Wines of the Long White Cloud

POSTED ON 15/02/2014

Confessing a general immunity to the hype normally generated by wine PR, I have to admit that New Zealand is the exception that proves the rule. At last month’s overview of the 2013 vintage, I found myself full of admiration for this relatively small wine country, whose vineyard area covers a mere quarter of that occupied by Bordeaux. Small , of course, can be perfectly formed, and while perhaps not perfect, New Zealand’s compact size, in conjunction with its maritime climate and zest for wine quality wine, has seen it become the first and only wine country to break the £7 a bottle barrier.

Sauvignon blanc still accounts for three-fifths of the vineyard area of 34,270 hectares. 2013 was a generally excellent year for New Zealand. The concentration and restraint of many of the 2013s over the cooler vintage 2012s brings a refined, almost sancerre-like quality to much of the wine without any off-puttingly pungent assertiveness. Many of the best are on the water, but it’s worth noting that the elderfloral, mouthwateringly ripe, gooseberryish 2013 Yealands Sauvignon Blanc is due on shelf now, down from £9.99 to £7.49, Sainsbury’s, while the intensely exuberant green bean and gooseberryish 2013 Villa Maria Wairau Reserve Sauvignon Blanc is also here, £13.99, buy two = £10.99 Majestic.
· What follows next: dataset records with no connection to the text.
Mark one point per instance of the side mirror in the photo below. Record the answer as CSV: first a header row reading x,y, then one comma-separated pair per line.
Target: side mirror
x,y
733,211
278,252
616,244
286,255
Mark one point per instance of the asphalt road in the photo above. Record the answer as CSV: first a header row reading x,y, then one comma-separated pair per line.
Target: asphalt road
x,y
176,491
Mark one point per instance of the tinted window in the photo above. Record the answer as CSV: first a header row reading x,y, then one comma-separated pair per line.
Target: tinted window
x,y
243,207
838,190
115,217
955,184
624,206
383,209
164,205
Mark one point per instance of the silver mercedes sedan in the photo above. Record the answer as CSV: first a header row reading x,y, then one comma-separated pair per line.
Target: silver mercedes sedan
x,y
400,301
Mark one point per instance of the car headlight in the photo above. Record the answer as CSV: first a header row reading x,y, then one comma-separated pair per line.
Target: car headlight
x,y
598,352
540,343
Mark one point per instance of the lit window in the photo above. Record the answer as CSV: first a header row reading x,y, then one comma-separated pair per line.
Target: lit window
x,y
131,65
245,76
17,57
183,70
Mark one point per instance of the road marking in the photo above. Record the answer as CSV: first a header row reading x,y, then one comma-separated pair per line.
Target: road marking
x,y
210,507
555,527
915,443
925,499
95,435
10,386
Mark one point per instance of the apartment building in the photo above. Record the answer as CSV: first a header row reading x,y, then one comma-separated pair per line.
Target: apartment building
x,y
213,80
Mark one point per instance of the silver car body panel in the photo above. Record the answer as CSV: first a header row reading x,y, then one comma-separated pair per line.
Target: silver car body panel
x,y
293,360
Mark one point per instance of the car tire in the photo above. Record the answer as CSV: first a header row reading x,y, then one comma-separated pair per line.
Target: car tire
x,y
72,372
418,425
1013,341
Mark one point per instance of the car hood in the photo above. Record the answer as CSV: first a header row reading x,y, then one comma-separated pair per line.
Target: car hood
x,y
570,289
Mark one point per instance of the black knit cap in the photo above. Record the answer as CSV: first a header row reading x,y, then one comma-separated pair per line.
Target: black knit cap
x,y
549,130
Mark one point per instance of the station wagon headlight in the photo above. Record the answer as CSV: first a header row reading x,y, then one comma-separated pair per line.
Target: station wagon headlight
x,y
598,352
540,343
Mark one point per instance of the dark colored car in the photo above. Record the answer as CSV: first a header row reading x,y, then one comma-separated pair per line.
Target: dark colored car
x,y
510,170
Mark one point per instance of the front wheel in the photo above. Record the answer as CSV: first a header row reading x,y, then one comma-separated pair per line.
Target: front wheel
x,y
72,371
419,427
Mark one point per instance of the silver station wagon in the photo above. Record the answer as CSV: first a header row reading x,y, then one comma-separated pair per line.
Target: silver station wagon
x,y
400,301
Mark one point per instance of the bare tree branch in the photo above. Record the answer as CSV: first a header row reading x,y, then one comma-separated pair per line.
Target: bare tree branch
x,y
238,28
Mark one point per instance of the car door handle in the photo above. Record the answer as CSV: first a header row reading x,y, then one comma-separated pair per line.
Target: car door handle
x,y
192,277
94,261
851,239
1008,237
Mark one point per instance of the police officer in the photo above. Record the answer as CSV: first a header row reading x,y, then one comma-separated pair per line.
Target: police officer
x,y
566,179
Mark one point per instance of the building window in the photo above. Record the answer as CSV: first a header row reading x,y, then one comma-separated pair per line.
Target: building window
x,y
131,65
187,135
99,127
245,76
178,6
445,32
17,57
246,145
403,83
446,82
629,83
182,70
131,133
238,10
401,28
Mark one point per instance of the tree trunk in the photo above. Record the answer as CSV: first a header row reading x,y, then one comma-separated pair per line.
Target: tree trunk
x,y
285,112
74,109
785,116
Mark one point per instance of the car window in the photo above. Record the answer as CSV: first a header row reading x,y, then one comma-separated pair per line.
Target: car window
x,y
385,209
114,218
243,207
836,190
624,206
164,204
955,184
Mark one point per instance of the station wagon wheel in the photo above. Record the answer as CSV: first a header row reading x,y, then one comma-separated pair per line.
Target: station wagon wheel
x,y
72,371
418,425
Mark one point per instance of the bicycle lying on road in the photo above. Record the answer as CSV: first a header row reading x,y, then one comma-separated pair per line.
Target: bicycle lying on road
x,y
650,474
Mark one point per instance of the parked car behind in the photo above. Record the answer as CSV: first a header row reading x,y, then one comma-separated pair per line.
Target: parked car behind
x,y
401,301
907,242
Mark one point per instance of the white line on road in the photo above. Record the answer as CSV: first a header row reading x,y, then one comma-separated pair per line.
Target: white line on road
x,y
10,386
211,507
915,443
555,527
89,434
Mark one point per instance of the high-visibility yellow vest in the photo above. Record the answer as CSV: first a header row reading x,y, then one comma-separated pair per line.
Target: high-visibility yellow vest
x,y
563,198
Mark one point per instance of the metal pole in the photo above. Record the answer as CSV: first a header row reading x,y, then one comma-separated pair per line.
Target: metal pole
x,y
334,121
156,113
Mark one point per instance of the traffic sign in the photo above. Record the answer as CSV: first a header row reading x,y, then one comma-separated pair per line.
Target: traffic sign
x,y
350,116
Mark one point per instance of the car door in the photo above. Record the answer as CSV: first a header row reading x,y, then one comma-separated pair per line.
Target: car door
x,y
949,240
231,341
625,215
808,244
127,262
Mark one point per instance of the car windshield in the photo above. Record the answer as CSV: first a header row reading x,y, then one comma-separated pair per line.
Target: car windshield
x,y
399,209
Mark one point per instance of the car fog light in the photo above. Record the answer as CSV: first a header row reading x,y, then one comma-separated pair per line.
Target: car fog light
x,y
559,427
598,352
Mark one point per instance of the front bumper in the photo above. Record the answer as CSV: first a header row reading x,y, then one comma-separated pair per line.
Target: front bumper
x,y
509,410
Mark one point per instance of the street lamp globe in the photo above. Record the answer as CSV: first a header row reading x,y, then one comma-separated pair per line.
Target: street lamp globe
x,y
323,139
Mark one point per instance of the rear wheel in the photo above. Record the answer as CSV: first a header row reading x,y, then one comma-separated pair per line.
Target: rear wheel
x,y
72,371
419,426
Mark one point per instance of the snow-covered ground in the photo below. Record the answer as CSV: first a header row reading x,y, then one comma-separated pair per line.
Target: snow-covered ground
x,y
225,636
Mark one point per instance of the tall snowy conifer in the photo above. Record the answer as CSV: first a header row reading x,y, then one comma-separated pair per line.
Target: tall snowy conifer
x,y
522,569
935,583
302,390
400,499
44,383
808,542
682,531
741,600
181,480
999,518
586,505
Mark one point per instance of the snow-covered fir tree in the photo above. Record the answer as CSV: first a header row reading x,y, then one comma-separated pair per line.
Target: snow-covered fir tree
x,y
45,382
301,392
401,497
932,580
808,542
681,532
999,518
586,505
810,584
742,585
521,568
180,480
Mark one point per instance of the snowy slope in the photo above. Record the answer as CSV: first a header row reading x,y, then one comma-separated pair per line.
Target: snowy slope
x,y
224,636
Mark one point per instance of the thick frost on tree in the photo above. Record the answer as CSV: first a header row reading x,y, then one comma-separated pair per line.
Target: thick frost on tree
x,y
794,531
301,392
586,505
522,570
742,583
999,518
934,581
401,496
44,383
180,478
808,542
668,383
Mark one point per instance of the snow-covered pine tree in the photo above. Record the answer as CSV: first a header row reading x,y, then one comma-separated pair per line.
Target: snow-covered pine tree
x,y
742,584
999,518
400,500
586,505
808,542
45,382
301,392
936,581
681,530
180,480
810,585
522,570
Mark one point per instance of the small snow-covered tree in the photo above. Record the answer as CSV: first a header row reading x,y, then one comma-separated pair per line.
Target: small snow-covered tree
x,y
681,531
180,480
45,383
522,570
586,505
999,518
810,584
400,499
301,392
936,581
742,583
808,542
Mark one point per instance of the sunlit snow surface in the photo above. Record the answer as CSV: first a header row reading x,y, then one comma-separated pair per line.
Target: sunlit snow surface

From a one-grape country two decades ago, New Zealand has evolved into a country of wine diversity. Its chardonnays are relatively unsung because of the worldwide competition, but it produces some of the best, as you’ll know if you try a superbly rich and complex, meursault-like Ata Rangi 2011 Craighall Chardonnay, £27.99 - £31.99, New Zealand House of Wine, The Wine Reserve, Noel Young. Aromatic grapes, which include riesling, pinot gris, gewürztraminer, and latterly even grüner veltliner, have now taken over from chardonnay, accounting for more than one in every ten hectares planted. Try the delicately off-dry kabinett style of the lime-zesty 2011 Greywacke Riesling, £18.95 - £20.99, Flagship Wines. Colchester Wine, and you’ll see why.

In reds, syrah now matches cabernet sauvignon in quality thanks to the discovery of Hawkes Bay’s suitability for the variety. The 2012 Elephant Hill Syrah, for instance, £18.95 - £21.99, Hedonism, Selfridges, is a magnificently spicy, peppery red that wouldn’t disgrace Côte Rôtie in the northern Rhône. But it’s in pinot noir that New Zealand has made the greatest strides towards the finest that red Burgundy can offer. You get some idea of the value with the mulberryish 2012 Ribbonwood Pinot Noir, £14, Oddbins, the raspberryish 2012 Gladstone Vineyard Jealous Sisters Pinot Noir £11.49, All About Wine, the toasty oak and raspberry-scented 2012 Carrick Unrivalled Pinot Noir, £14.50, Great Western Wine, and the spicily fragrant, pure mulberryish 2011 Craggy Range Te Muna Road Pinot Noir, £22.50-99, Majestic, Waitrose.

Something for The WeekendSomething for The Weekend

Something For the Weekend 15 February 2013

Night In

2012 Bodegas Manzano Mas de Victor Graciano

Made entirely from the distinctive Graciano grape, there’s a pepper-spicy aromatic element to this youthful bright rioja whose vibrant blackberry and damson fruitiness is softened by a stylish touch of smoky, vanilla oak. £8.99, Sainsbury's.

Dinner Party

2012 Steitz Trocken, Rheinhessen.

This is a pale, mouthwateringly fresh dry German riesling with lively citrus aromas enhanced by a refreshing spritz and a squeeze of juicy, bitter lemon flavour and green apple bite. £13, Chix & Buck, Brixton (; 02033021617).

Splash Out

2010 Escarpment Pinot Noir Te Rehua, Martinborough

From Larry ‘Mr. New Zealand Pinot Noir’ McKenna, this appetisingly fresh, raspberry scented Kiwi pinot noir delivers a delightful mouthful of summer pudding red fruits with spicy oak bringing a silky dimension of texture. £30, Marks & Spencer.